Pereira detalha que em caso de descumprimento do acordo, aquele que se sentir lesado pode procurar a Justiça.
PRECONCEITO CONTRA COPARENTALIDADE
Uma das maiores dificuldades para aqueles que buscam a coparentalidade, segundo as pessoas ouvidas pela reportagem, é lidar com o preconceito. “Essa prática é muito rejeitada porque dizem que representa o fim da família tradicional. Por isso, muitos preferem fazer escondido, para não ter esse tipo de julgamento da sociedade”, diz Taline.
Para a psicóloga Iolete Ribeiro, a coparentalidade representa um avanço importante para a legitimação de novas formações de família. “Esse modelo está relacionado com a natureza do vínculo que os pais estabelecem com a criança e não com o envolvimento do casal. A maternidade e o relacionamento conjugal são relações diferentes e sempre foram”, diz.

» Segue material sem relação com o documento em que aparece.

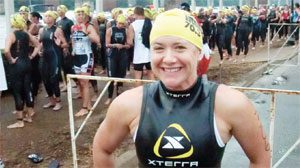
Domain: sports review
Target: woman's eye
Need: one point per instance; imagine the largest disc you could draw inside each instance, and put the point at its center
(180, 48)
(157, 48)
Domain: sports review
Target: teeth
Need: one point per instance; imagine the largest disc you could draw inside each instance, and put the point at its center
(172, 69)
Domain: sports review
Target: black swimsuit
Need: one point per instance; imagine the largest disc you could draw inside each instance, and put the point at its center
(176, 129)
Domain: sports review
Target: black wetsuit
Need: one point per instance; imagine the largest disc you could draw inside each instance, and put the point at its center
(244, 29)
(220, 37)
(102, 58)
(255, 30)
(205, 27)
(117, 59)
(263, 28)
(176, 129)
(229, 30)
(212, 40)
(20, 72)
(36, 77)
(51, 62)
(67, 62)
(272, 18)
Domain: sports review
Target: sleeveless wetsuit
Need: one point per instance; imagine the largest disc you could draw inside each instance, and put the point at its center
(102, 30)
(117, 59)
(229, 30)
(244, 29)
(67, 62)
(220, 37)
(176, 129)
(20, 72)
(83, 60)
(51, 62)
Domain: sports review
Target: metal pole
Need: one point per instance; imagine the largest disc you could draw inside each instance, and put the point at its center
(272, 120)
(156, 5)
(99, 5)
(71, 118)
(9, 10)
(92, 110)
(193, 5)
(269, 57)
(298, 44)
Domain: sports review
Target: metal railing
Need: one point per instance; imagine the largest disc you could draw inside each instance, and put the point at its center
(74, 134)
(274, 57)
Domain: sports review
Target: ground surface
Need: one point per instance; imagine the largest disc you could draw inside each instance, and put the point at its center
(49, 134)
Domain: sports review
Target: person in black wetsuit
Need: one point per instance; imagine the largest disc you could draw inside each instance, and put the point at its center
(244, 29)
(117, 55)
(180, 121)
(220, 33)
(263, 25)
(66, 24)
(83, 34)
(53, 42)
(255, 28)
(229, 31)
(36, 77)
(17, 53)
(102, 21)
(33, 29)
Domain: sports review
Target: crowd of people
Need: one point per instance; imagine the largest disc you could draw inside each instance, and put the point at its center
(62, 46)
(172, 46)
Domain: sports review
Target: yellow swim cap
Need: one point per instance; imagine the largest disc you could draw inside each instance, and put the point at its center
(86, 10)
(100, 15)
(62, 8)
(17, 21)
(253, 11)
(86, 5)
(78, 10)
(245, 9)
(52, 14)
(121, 19)
(130, 12)
(24, 9)
(177, 23)
(147, 13)
(115, 12)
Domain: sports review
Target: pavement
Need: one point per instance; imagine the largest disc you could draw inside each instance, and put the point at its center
(275, 58)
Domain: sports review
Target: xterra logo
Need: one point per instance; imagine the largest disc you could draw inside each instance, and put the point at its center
(173, 143)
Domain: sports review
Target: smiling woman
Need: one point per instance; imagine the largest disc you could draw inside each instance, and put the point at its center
(180, 121)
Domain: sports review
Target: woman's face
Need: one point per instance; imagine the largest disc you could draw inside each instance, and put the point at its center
(174, 61)
(48, 19)
(120, 25)
(80, 17)
(25, 15)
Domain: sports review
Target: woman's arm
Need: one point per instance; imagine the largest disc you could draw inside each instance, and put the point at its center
(59, 34)
(244, 124)
(36, 44)
(10, 39)
(93, 34)
(114, 128)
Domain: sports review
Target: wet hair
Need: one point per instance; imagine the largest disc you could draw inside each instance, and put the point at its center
(139, 11)
(185, 6)
(36, 14)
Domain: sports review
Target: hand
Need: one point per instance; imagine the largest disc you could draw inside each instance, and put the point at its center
(13, 60)
(99, 46)
(118, 46)
(66, 52)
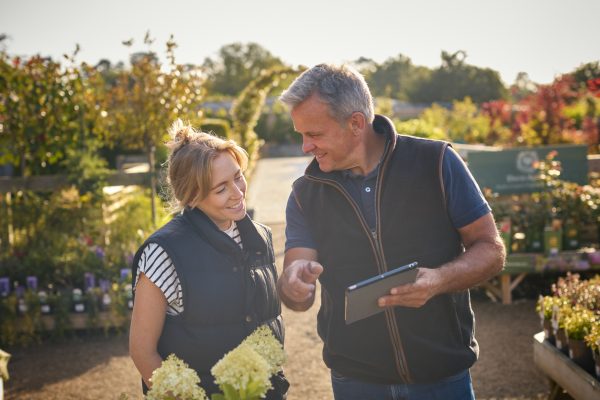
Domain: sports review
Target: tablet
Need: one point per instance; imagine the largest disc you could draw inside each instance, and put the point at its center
(361, 298)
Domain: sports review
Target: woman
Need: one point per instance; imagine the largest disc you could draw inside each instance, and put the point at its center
(206, 279)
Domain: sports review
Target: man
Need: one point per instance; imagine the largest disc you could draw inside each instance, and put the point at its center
(372, 200)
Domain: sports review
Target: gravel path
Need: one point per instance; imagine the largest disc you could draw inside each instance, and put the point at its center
(97, 367)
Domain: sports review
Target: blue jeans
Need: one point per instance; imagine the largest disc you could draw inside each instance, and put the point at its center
(457, 387)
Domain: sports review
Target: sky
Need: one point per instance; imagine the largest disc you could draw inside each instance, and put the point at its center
(543, 38)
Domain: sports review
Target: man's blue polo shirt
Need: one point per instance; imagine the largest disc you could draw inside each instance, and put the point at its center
(464, 200)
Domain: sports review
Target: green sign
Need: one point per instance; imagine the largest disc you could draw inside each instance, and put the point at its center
(513, 170)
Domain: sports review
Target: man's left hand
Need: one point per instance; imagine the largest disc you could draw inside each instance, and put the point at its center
(414, 294)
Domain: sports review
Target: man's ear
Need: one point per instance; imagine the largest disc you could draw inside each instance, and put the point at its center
(358, 122)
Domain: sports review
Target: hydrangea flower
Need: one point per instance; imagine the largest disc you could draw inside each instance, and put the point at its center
(242, 374)
(175, 380)
(268, 347)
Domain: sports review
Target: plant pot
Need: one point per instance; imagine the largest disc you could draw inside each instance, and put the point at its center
(581, 355)
(561, 340)
(596, 357)
(548, 331)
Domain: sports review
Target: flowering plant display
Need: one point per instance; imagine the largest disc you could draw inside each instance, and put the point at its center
(242, 374)
(579, 323)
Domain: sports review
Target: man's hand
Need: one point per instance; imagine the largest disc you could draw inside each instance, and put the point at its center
(414, 294)
(297, 283)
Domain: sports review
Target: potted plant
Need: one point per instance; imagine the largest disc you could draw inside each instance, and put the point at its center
(577, 325)
(560, 312)
(544, 308)
(592, 340)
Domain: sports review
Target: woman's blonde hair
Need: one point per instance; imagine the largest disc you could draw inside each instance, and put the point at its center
(189, 166)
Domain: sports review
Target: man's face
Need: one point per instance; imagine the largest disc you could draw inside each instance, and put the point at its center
(331, 143)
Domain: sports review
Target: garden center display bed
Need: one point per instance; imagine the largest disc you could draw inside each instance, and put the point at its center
(518, 265)
(563, 372)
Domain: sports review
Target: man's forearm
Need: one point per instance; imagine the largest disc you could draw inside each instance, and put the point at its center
(478, 263)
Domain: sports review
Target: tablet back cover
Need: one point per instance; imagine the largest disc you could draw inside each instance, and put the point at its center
(361, 302)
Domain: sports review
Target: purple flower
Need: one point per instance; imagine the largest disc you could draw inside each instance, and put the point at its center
(89, 281)
(4, 286)
(125, 274)
(104, 285)
(100, 252)
(32, 283)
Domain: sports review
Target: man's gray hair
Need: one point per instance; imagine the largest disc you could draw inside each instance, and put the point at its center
(342, 88)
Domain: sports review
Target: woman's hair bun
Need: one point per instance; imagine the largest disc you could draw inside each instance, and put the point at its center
(180, 132)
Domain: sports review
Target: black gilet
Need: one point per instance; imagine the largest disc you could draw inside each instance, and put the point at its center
(227, 292)
(401, 345)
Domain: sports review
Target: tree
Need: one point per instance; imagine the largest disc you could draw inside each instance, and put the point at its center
(455, 80)
(40, 113)
(248, 105)
(235, 66)
(146, 100)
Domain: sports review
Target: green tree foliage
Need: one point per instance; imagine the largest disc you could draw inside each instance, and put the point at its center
(147, 99)
(247, 108)
(397, 77)
(235, 66)
(461, 124)
(455, 80)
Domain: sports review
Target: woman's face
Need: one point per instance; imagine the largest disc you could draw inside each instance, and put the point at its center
(226, 199)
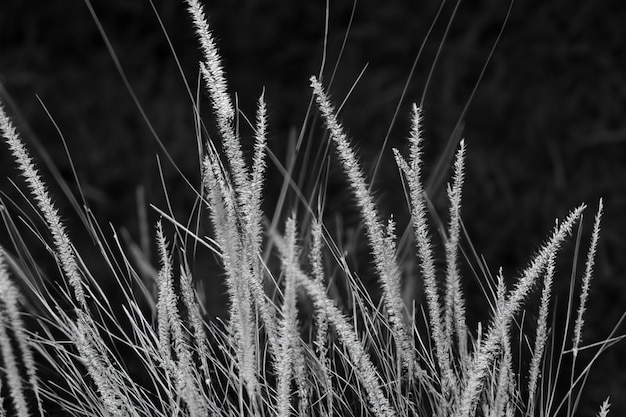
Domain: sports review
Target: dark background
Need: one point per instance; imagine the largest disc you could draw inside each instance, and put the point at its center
(545, 130)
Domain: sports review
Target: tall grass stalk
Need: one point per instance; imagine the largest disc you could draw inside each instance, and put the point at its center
(303, 334)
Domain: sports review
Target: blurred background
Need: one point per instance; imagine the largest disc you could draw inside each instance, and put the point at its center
(545, 129)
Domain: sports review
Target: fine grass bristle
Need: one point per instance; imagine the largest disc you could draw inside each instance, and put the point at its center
(304, 333)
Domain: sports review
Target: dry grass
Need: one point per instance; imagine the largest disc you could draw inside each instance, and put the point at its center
(289, 346)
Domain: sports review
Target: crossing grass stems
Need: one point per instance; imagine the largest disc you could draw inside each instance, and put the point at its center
(371, 359)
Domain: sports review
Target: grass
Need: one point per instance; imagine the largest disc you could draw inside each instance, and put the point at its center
(304, 334)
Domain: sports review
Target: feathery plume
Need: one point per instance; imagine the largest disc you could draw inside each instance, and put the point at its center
(490, 348)
(63, 246)
(384, 254)
(541, 335)
(584, 292)
(454, 304)
(216, 84)
(412, 171)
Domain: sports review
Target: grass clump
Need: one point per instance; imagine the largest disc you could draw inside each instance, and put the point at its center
(289, 346)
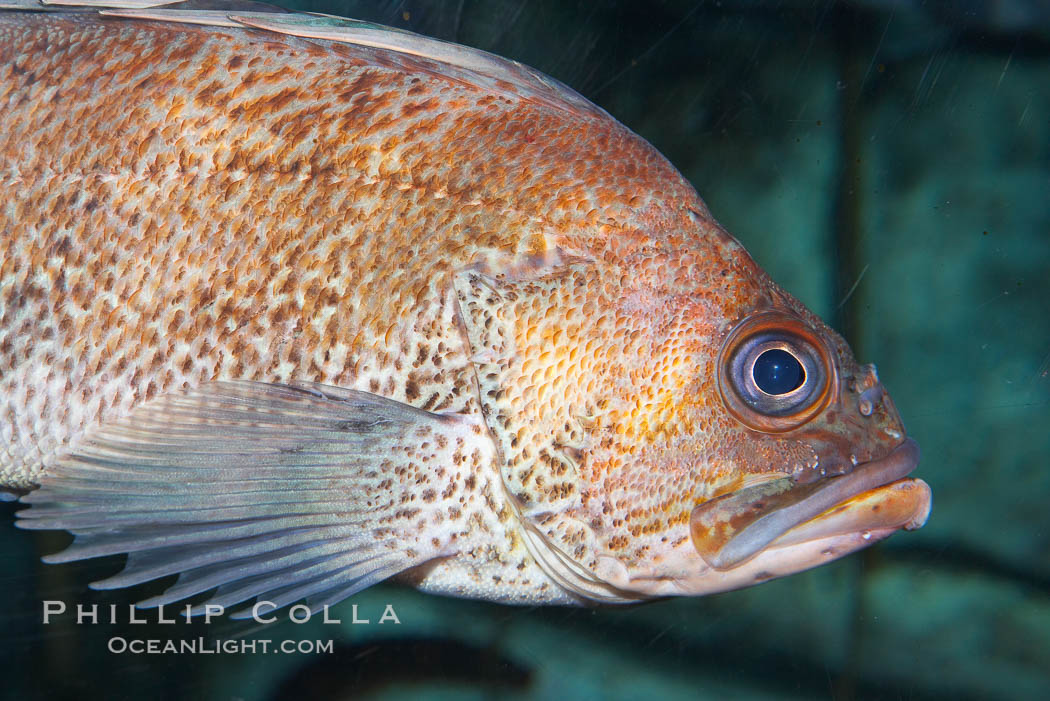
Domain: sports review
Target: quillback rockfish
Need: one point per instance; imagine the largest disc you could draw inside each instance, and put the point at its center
(291, 304)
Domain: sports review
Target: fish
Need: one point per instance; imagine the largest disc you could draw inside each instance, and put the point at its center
(293, 304)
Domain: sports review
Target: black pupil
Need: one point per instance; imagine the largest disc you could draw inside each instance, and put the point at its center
(778, 373)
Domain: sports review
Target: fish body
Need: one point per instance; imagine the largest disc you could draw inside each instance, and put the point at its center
(290, 306)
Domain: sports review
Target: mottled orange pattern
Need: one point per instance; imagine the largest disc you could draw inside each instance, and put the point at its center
(191, 204)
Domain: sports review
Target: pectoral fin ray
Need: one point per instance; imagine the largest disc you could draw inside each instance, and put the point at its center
(255, 490)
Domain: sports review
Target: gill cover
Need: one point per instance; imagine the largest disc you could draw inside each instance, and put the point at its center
(537, 345)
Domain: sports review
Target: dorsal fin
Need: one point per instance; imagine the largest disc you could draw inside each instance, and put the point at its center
(481, 68)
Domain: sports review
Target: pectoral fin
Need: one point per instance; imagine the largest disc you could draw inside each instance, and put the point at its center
(280, 492)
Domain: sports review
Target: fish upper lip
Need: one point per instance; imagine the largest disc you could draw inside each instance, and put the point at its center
(730, 530)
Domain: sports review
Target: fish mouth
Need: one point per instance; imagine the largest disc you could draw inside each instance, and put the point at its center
(874, 500)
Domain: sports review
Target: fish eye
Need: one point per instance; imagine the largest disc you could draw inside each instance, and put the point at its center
(775, 373)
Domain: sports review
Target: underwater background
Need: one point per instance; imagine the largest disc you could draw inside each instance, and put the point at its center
(888, 163)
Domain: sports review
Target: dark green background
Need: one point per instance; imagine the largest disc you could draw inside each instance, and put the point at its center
(898, 150)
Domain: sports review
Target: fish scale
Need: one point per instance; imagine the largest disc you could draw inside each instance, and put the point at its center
(207, 225)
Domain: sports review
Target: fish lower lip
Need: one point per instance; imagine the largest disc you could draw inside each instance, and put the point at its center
(730, 530)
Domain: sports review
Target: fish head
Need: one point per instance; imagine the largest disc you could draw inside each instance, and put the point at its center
(669, 421)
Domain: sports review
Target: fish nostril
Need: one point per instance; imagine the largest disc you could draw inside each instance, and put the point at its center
(868, 399)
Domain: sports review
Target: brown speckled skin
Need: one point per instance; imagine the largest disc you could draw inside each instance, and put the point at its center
(190, 204)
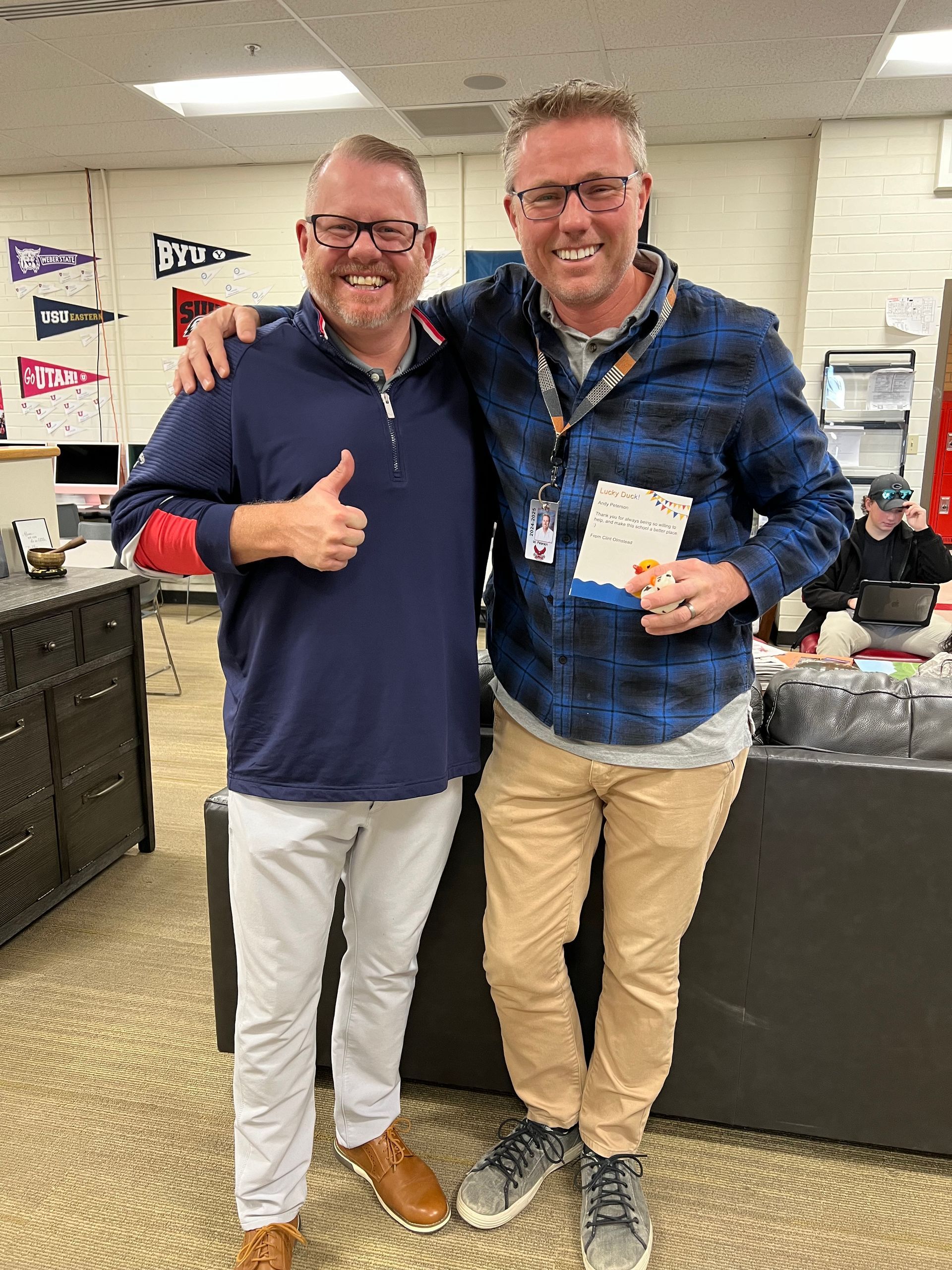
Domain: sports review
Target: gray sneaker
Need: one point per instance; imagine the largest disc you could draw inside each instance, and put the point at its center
(504, 1182)
(616, 1228)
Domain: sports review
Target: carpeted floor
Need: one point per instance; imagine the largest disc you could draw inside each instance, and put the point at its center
(116, 1123)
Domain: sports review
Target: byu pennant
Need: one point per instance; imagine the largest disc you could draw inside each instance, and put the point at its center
(187, 308)
(31, 259)
(37, 379)
(59, 318)
(178, 255)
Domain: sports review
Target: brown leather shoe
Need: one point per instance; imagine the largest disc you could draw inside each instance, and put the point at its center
(407, 1187)
(270, 1248)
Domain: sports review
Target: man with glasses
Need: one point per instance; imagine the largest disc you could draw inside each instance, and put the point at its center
(595, 364)
(892, 543)
(329, 484)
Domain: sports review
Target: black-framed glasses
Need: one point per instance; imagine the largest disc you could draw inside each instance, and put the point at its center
(341, 232)
(598, 194)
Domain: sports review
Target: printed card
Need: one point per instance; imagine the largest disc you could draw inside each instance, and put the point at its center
(630, 532)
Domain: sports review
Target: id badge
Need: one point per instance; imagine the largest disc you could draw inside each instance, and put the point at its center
(540, 539)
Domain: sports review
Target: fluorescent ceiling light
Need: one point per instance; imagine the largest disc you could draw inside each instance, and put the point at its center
(259, 94)
(919, 53)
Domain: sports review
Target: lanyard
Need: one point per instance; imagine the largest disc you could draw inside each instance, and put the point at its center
(610, 380)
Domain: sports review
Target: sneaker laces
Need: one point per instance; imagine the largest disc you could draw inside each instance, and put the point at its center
(612, 1199)
(259, 1245)
(516, 1148)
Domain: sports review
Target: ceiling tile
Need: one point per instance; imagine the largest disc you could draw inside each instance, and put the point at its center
(205, 51)
(690, 134)
(136, 21)
(488, 30)
(437, 83)
(219, 158)
(94, 103)
(924, 16)
(742, 105)
(314, 128)
(774, 62)
(26, 66)
(914, 96)
(700, 22)
(114, 137)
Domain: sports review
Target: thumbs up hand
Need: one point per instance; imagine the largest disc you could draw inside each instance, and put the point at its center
(328, 532)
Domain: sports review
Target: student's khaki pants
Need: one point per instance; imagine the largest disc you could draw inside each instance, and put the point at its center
(542, 812)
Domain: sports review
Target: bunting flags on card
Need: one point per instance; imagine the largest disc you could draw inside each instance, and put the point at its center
(31, 259)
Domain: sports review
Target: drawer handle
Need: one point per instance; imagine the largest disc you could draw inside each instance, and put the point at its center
(107, 789)
(80, 699)
(9, 851)
(21, 726)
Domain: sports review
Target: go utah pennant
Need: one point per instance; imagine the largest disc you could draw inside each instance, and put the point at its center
(31, 259)
(37, 379)
(178, 255)
(59, 317)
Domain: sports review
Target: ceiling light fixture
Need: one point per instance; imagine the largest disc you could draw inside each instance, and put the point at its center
(259, 94)
(919, 53)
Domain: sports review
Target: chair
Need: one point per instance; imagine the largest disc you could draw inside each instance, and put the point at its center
(809, 643)
(189, 620)
(150, 600)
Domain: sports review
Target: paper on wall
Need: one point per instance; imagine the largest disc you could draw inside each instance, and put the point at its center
(630, 531)
(890, 390)
(916, 316)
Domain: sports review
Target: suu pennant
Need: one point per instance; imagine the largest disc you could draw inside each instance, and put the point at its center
(177, 255)
(31, 259)
(59, 317)
(187, 308)
(37, 379)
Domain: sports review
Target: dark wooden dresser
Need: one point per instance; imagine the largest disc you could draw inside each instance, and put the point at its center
(75, 780)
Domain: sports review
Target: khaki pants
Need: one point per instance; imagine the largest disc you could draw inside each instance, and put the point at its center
(542, 815)
(842, 636)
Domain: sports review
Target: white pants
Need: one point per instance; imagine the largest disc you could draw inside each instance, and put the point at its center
(842, 636)
(285, 863)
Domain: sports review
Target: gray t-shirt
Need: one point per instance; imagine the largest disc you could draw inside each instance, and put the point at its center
(721, 737)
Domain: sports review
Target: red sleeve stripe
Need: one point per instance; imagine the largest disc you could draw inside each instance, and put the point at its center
(168, 545)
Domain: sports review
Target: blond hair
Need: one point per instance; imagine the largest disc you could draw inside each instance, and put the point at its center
(371, 150)
(574, 99)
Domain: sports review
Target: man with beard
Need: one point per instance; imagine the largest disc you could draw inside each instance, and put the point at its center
(348, 642)
(595, 362)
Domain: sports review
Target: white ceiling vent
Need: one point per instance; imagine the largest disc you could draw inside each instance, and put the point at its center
(80, 8)
(454, 121)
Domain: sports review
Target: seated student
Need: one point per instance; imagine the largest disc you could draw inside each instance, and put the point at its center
(892, 543)
(941, 665)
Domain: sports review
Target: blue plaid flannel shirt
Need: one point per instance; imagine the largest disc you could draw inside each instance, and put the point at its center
(714, 411)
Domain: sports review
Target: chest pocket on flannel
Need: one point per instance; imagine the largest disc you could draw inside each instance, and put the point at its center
(674, 446)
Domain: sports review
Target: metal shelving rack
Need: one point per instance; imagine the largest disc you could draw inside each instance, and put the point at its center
(866, 426)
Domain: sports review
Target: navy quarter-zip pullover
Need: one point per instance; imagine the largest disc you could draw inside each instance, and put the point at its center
(357, 685)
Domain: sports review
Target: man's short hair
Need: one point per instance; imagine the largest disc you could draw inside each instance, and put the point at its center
(574, 99)
(371, 150)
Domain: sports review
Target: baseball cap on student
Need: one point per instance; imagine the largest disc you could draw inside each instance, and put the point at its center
(890, 492)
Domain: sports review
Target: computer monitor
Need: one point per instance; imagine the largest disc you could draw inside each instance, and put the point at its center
(84, 468)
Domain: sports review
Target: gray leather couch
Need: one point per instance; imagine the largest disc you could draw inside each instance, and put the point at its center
(815, 990)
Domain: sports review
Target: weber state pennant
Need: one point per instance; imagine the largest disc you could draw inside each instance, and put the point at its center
(31, 259)
(60, 317)
(177, 255)
(187, 308)
(39, 379)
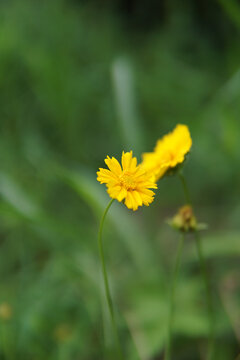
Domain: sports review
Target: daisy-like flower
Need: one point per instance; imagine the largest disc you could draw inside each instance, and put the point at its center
(169, 152)
(129, 181)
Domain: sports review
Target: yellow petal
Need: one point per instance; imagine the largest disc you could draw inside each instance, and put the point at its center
(128, 162)
(122, 194)
(106, 176)
(113, 165)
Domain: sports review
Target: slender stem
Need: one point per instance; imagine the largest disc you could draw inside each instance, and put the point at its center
(106, 283)
(204, 276)
(172, 297)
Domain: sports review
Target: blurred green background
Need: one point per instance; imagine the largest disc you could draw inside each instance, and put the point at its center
(80, 80)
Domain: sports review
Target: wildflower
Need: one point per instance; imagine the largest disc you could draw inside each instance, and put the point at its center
(5, 311)
(129, 181)
(169, 152)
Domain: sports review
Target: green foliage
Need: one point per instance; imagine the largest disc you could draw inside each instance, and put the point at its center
(78, 83)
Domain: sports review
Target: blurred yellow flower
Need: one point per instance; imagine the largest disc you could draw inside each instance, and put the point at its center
(169, 152)
(129, 181)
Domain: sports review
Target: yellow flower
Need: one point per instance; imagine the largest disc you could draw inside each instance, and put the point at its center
(129, 181)
(169, 152)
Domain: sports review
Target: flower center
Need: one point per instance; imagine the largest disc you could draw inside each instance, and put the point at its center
(127, 180)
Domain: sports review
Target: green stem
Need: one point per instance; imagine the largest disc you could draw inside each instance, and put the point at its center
(106, 284)
(204, 276)
(172, 297)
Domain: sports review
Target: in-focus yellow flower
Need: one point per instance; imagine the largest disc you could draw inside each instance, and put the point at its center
(129, 181)
(169, 152)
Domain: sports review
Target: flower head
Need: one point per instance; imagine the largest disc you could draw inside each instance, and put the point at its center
(169, 152)
(129, 181)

Iolete ressalta que apesar dos avanços que representa, a coparentalidade também pode trazer dificuldades. “Assim como em outros modelos, nem tudo será perfeito. Na coparentalidade, existe o desafio de escolher a pessoa que será sua parceira na criação do filho. Mas não há uma certeza de que aquele parceiro contribuirá de uma forma legal e cumprirá com suas obrigações.”
Mesmo tendo sido alvo de críticas, Aparecida não se arrepende de ter recorrido à coparentalidade. “Algumas pessoas fizeram chacota, mas eu não me importo. A gente vive em um país que tem muitas pessoas preconceituosas e, para elas, esse tipo de família não caberia na sociedade. Para mim, o importante é que consegui realizar meu sonho de ser mãe e hoje tenho o maior amor da minha vida”, diz.
*O nome foi alterado a pedido do entrevistado.